Sobre a Lei da Mordaça Gay, tanto o Serra quanto o Plínio disseram não ter lido o projeto mas que, mesmo assim, eram-lhe, em linhas gerais, favoráveis. Sobre o PNDH-3, o Plínio teve aliás a capacidade de dizer que não via nada de errado no plano. O candidato do PSOL merece menção especial, porque ele tem feito questão de se apresentar como católico e, mesmo assim, colocar-se sistematicamente contrário a tudo aquilo do qual a Igreja é a favor, e favorável a tudo aquilo que a Igreja é contra. Chega a ser impressionante. O papel dele, como já foi notado por alguns mais astutos, é claramente o de deslocar o eixo de comparação entre os candidatos, por meio de um radicalismo tão caricato que, junto dele, a Dilma e o Serra apareçam quase que como ultramontanos.
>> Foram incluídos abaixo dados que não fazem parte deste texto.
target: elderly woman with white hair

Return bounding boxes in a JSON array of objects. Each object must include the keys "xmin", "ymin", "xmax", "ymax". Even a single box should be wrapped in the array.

A sra. Rousseff fez chacota dos católicos e não foi ao debate. E, por algum motivo que sinceramente escapa-me à compreensão, o católico Eymael – provavelmente a única opção aceitável para os católicos no primeiro turno – não foi convidado para o debate ou, dele, não quis participar. Quando não estão presentes nem o único candidato que poderia dar respostas tranqüilizadoras às questões apresentadas, nem a candidata favorita nas pesquisas que iria se comprometer terrivelmente a cada resposta que formulasse… qual foi o saldo, afinal de contas, do debate? Parece-me que é tudo mais do mesmo.
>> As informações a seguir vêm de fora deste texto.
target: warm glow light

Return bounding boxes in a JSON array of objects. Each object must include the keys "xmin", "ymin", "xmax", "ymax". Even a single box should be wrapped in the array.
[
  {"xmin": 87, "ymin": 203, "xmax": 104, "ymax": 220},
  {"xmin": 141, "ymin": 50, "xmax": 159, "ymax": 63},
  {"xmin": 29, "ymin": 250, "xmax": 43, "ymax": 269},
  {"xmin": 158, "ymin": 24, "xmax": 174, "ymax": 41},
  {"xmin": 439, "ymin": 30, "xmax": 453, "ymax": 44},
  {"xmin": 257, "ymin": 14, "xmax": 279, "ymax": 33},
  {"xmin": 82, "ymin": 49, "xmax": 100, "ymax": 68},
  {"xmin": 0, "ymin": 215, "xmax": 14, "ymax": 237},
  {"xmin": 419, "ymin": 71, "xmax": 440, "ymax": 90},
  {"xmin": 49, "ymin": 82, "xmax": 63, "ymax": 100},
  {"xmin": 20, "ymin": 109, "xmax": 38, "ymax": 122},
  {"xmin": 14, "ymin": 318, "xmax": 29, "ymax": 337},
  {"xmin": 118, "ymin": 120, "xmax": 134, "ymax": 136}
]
E isso reforça a minha desilusão para com a “democracia” brasileira: o voto é universal e tem o mesmo peso para todos, pouco importando a parcela de participação na sociedade que cada um tenha. Os debates, por melhores que sejam, terminam por gerar pouco ou nenhum fruto: e os resultados do pleito são, na verdade, decididos pela máquina publicitária da televisão que, na hipnotizadora propaganda eleitoral gratuita, pende obscenamente para o lado do partido que se encontra atualmente no governo. Resta esperar alguma coisa? É possível fugir da incômoda sensação de que tudo isso não passa de um gigantesco jogo de cartas marcadas?
Que Deus tenha misericórdia de nós, e salve o Brasil! Porque é óbvio que as eleições de outubro próximo não serão capazes de “salvar” absolutamente nada.